Но некоторые выводы на основе этих документов можно сделать. Зорге сам предложил себя военной разведке и сам предложил район своей разведывательной деятельности — Китай. Он правильно решил, что в Европе уже достаточно примелькался и мог попасть под подозрение полиции и контрразведок европейских стран. В этом случае опытные разведчики, а Зорге уже можно было считать опытным партийным разведчиком, обычно меняют район деятельности. И роль Берзина в этом была не столь значительной, как пишут советские авторы, хотя решение о переходе Зорге в Разведупр было принято, конечно, им, и в этом его несомненная заслуга. Отметим также, что, по воспоминаниям секретаря Берзина Н.В. Звонаревой, «у них с Зорге сложились хорошие и теплые отношения, они понимали друг друга».

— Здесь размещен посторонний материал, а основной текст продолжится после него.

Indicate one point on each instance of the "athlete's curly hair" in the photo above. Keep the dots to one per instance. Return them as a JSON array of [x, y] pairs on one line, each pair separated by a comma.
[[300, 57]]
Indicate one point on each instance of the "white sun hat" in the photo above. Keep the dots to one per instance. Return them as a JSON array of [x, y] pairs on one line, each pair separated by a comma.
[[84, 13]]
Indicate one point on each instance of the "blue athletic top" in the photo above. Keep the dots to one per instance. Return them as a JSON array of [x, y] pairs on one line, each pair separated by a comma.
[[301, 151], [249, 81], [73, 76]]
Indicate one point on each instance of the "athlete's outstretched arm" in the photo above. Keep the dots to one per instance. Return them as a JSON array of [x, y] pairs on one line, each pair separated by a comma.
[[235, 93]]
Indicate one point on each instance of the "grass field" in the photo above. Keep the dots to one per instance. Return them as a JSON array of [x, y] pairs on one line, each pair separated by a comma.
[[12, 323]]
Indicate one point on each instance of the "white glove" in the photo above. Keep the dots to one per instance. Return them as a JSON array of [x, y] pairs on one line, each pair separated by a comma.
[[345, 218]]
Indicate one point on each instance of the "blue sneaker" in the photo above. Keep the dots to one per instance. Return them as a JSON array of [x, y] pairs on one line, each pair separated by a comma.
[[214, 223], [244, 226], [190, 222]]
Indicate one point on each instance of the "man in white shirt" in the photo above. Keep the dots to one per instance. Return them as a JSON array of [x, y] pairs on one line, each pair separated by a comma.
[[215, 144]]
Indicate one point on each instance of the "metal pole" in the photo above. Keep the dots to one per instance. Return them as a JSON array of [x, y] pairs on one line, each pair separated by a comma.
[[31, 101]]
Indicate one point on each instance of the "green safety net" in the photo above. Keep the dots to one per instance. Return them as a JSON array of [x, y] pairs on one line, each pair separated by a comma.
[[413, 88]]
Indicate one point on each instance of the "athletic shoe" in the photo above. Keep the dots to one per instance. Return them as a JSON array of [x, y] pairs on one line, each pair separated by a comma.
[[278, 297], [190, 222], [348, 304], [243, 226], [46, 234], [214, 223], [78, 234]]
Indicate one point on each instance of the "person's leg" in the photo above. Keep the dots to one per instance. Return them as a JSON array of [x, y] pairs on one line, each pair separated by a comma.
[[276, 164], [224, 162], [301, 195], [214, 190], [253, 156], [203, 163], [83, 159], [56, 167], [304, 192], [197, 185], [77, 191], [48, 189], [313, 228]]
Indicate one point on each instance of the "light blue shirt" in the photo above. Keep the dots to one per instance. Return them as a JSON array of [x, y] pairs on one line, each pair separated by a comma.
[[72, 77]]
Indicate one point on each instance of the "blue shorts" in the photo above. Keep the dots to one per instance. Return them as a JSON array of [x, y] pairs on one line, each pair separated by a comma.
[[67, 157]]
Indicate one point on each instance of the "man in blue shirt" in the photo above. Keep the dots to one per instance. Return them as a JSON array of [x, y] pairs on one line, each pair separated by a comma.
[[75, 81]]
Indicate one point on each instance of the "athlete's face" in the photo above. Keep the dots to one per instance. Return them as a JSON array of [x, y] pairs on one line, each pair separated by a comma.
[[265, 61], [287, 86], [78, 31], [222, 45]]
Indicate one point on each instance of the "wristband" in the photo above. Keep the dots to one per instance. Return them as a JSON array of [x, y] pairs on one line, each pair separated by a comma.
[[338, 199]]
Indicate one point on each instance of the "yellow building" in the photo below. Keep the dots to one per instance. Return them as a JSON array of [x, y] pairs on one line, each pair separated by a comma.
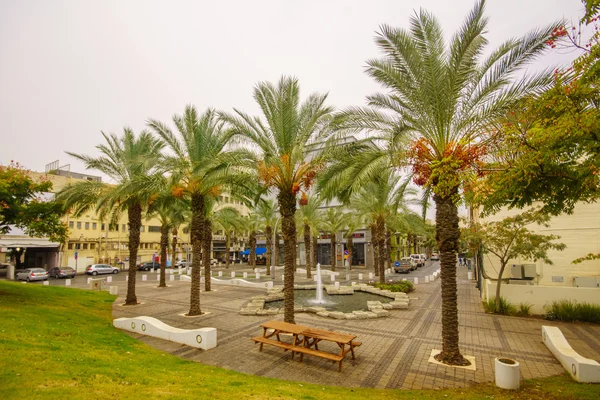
[[92, 240]]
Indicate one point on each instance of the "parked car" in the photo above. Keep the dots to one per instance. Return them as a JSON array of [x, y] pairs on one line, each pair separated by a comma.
[[96, 269], [62, 272], [147, 266], [417, 259], [404, 266], [32, 274]]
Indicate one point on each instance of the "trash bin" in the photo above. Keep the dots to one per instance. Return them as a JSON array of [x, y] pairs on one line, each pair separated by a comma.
[[97, 284]]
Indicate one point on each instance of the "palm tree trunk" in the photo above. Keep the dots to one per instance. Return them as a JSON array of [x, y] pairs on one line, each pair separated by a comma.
[[252, 255], [382, 249], [206, 242], [227, 247], [134, 216], [447, 236], [269, 235], [315, 247], [349, 246], [164, 244], [307, 252], [375, 243], [174, 248], [196, 235], [287, 208], [276, 255], [333, 258]]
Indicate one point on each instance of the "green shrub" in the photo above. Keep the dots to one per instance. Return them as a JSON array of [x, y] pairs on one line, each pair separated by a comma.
[[505, 307], [568, 310], [401, 286]]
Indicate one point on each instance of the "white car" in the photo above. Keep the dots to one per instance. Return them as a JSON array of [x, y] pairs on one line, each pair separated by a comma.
[[32, 274]]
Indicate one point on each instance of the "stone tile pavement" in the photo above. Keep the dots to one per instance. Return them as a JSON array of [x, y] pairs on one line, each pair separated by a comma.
[[395, 350]]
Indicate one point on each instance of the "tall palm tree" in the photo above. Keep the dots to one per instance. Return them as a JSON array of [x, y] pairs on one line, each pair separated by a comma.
[[444, 97], [201, 167], [309, 217], [333, 222], [266, 211], [227, 219], [285, 137], [124, 160]]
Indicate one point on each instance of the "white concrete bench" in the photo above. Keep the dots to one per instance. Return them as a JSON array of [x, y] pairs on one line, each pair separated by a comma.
[[581, 369], [203, 338]]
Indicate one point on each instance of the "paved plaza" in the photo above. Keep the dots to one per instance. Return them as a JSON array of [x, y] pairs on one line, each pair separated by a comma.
[[394, 352]]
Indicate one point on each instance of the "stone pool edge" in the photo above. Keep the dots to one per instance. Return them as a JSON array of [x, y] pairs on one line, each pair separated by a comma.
[[376, 309]]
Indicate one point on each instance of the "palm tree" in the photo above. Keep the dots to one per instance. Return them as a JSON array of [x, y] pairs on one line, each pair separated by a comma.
[[284, 137], [309, 217], [267, 214], [444, 100], [333, 222], [228, 220], [200, 168], [124, 160]]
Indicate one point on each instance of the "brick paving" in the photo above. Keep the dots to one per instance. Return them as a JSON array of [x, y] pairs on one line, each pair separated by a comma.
[[395, 350]]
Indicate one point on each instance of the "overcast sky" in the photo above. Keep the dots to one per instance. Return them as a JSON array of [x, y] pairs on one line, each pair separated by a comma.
[[69, 69]]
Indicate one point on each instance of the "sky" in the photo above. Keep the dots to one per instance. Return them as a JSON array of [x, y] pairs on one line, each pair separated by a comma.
[[71, 69]]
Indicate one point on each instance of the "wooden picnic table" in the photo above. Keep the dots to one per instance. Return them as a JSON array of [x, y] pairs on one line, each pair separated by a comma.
[[305, 338]]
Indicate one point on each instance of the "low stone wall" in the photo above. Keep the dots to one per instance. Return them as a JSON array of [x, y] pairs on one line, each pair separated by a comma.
[[539, 296], [202, 338], [581, 369], [376, 309]]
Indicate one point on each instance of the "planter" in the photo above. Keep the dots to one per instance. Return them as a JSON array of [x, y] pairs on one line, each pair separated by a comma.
[[508, 373]]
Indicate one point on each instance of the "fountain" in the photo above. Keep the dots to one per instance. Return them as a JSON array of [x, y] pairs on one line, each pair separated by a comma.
[[319, 297]]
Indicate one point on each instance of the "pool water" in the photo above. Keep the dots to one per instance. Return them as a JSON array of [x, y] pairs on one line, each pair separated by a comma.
[[340, 302]]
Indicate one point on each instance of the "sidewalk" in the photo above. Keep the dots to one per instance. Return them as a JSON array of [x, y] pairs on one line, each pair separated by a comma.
[[394, 352]]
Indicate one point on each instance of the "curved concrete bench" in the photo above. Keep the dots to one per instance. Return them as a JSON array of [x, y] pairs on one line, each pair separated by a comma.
[[203, 338], [581, 369], [233, 282]]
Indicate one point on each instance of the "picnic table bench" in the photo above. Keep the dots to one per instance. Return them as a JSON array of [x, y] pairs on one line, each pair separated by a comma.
[[305, 338]]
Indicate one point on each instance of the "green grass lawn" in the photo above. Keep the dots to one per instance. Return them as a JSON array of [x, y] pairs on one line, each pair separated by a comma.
[[59, 343]]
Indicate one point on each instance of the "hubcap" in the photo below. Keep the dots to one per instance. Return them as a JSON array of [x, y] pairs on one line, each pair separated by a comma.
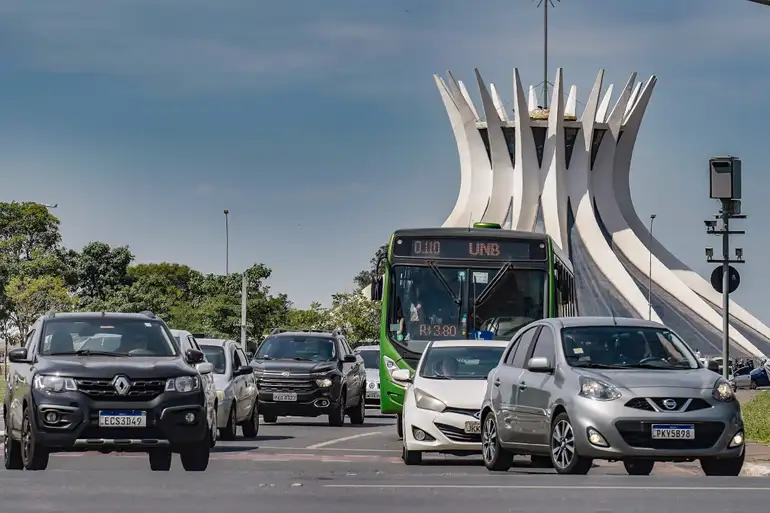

Можно отметить: о многом, что стало у нас известно в 2000 году, на Западе писали значительно раньше. Книга Дикина и Стори «Дело Рихарда Зорге» была издана в Лондоне в 1966 году. Русский перевод появился только в 1996-м. Авторы дают свою оценку советским публикациям 60-х годов: «Нет никакого намека на существование какой-либо связи между Зорге и Коминтерном или какого-то ключа к природе его деятельности в течение предыдущих четырех лет, которую он кратко и умышленно туманно описал для японских следователей. Коминтерновская интерлюдия исчезла из его показаний, и Рихард Зорге выходит из московского сумрака лишь в том роковом 1929 году, чтобы сразу же оказаться в офисе генерала Яна Карловича Берзина, всевидящего и всезнающего главы 4-го Управления разведки Красной Армии».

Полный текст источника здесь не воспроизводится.